Im Sommer 1980, sein Roman ist beinahe fertiggestellt, drängt ihn die politische Polizei in Prag zur Annahme eines Studienaufenthaltes in den USA. Als Gruša zögert, beginnt sie mit dem damals Üblichen: Verhöre, Zeugenvorladung gegen Freunde, Drohungen, Erpressungsversuche. Als Jiří Gruša merkt, daß er selbst wieder vor der Möglichkeit der Inhaftierung steht, verläßt er das Land. Am 22. Dezember 1980 kommt er in der Bundesrepublik an. Als Autor versucht er, vollständig in der deutschen Sprache Fuß zu fassen. Er überzeugt darin so sehr, daß Harald Hartung über seinen 1994 erschienenen Gedichtband Wandersteine schrieb:

Der Dichter, der Botschafter ist, überbringt uns mehr als eine Botschaft – ein Geschenk an die deutsche Sprache.

Und er leistet dabei das Schwierigste, fuge ich hinzu, denkt neben dem Künstlerischen das Politische mit, hält beides in sich aus, trägt es aus, war Mitgründer der Charta 77, ab 1991 Botschafter in Bonn, Kulturminister, ist jetzt Botschafter seines Landes in Wien. Deshalb habe ich mir auch erlaubt, in meinem ersten Teil ihm und dem Publikum Bilder zuzumuten, die scheinbar mit Poesie nichts zu tun hatten. Ich bin sicher, dieses mitzudenken, es zuzulassen, gehört zur Poetik gerade Jiří Gruša. Andere sind daran gescheitert und lagen nach kurzer Zeit genau auf dem Niveau der Zeitungen und blieben dort liegen, künstlerisch auf der Meinung des Tages.
Und ehe ich nun an ihn das Wort weitergebe, will ich ihn nochmals zitieren, übrigens ein Zitat, das Parteichef Novotný Ihnen, lieber Jiří Gruša, in der Rudé Právo als Frechheit ankreidete, das Sie damals als öffentlichen Autor vernichten sollte. Sie schrieben:

Ein Dichter ist nur dann ein Dichter, wenn er sich niemals auf eine ideologische Form des Schaffens einläßt. In der Poesie geht es um die Poesie.

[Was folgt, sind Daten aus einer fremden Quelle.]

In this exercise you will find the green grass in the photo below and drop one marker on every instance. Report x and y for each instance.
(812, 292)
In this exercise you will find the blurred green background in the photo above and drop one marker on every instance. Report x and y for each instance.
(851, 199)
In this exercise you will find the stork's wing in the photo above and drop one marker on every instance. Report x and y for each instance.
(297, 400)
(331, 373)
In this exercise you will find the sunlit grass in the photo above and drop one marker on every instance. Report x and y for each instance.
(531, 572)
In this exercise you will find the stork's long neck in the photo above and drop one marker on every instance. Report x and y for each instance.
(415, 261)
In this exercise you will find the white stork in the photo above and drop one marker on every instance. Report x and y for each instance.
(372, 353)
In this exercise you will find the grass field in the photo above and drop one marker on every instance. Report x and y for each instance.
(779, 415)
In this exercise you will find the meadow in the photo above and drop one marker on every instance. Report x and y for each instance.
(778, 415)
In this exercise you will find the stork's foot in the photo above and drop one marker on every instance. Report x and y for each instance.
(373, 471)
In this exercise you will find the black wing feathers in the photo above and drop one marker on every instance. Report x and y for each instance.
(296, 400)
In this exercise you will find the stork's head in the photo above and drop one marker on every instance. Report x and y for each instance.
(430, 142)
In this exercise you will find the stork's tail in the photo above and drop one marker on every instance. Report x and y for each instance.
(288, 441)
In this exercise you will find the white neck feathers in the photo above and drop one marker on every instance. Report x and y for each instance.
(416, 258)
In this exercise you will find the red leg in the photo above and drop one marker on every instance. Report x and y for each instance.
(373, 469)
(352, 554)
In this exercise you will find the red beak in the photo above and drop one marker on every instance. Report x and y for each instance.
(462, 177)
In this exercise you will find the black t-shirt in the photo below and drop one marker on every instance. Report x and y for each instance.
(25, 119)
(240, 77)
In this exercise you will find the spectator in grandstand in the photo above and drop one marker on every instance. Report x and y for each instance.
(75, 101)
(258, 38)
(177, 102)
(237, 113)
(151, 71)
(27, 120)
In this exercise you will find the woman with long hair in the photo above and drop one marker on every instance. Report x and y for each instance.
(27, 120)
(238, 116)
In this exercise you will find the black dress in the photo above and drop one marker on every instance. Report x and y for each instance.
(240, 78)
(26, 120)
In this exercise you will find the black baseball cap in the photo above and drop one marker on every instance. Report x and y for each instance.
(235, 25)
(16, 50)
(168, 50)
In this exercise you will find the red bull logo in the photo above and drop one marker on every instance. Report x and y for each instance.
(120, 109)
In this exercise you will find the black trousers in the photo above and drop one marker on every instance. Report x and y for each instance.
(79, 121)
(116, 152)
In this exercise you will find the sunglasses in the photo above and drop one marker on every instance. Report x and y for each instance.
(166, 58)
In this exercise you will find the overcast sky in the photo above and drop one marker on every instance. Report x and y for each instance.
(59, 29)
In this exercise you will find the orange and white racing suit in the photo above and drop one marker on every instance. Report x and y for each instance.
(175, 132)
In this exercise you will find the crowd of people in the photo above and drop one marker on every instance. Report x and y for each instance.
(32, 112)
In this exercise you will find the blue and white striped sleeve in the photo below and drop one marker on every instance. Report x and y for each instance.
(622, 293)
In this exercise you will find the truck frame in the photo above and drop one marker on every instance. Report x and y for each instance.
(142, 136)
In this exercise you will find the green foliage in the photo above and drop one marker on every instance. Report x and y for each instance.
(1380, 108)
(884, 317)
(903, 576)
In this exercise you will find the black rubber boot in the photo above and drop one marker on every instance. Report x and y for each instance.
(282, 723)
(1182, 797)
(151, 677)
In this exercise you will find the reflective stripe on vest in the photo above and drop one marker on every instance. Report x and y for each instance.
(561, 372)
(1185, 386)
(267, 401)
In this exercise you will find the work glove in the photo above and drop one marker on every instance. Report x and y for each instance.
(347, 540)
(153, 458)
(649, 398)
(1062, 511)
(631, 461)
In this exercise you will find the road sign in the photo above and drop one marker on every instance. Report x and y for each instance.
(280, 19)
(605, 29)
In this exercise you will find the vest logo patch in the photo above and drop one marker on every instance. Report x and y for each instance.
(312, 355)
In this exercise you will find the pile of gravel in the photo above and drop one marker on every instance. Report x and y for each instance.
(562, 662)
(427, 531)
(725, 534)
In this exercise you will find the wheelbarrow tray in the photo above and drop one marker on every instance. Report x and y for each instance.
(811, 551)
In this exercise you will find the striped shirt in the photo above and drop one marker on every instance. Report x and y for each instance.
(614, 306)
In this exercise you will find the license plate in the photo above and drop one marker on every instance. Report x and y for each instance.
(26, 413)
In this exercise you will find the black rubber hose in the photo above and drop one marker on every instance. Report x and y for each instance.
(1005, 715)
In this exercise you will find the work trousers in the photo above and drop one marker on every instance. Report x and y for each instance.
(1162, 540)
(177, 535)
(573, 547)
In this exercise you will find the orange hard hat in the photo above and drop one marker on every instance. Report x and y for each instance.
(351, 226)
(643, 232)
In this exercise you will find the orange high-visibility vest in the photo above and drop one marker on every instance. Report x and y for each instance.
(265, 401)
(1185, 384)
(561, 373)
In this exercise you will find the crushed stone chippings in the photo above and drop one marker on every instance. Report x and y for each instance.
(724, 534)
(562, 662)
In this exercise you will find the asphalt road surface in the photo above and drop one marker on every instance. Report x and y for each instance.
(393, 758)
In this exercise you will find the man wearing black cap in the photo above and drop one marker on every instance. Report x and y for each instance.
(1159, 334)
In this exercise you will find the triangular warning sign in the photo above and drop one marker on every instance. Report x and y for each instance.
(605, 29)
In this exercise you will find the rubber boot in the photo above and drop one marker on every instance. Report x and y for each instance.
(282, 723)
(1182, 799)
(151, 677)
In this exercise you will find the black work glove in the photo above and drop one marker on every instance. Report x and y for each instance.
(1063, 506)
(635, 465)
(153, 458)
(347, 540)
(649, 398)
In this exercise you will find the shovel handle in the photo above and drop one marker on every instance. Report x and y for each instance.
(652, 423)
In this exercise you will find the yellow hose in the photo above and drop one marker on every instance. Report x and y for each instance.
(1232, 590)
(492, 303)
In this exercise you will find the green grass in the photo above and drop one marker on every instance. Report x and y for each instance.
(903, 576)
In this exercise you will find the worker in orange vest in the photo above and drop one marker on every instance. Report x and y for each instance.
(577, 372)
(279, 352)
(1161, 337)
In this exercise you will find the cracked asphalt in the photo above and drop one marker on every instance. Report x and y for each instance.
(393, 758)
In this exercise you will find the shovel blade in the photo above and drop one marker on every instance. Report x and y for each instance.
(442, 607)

Entweder bist du ein Propagandist, dann bist du ein Politiker – oder du verläßt dich auf deine ureigenste Fähigkeit, die Realität selbst zu eröffnen, sie neu zu schaffen.

Sie aber haben wunderbarerweise diese beiden Enden verknüpfen können, vielleicht ein Wunder, vielleicht weil Sie in beiden Eigenschaften Ihrer Existenz allen Ideologien ihren eigenen Satz vorzogen und an ihn glaubten:

Der unwahrscheinlichste Weg bietet eine Lösung.

Dieser Satz ging mir lange durch die Sinne, als ich im vorigen Sommer in Jena zusammen mit Ludvík Vaculík nach einer gemeinsamen Lesung in einem nächtlichen Terassen-Café saß, und er mir sagte, daß in seiner Heimat kein Hund mehr einen gedanklichen Bissen von einem „Dissidenten“ nehmen würde; dann sang Vaculík, ermuntert durch einige Gläser Saale-Unstrut-Weines, über Stunden hinweg deutsche Volkslieder, von denen mir gut die Hälfte unbekannt war. Erst am Morgen wurde mir klar, daß er unseren begonnenen Dialog auf unwahrscheinlichen Wegen gerade fortsetzte.
Lieber Jiří Gruša, seien Sie herzlich willkommen an der vielleicht gemeinsamen Landschaft der Elbe, willkommen in Dresden!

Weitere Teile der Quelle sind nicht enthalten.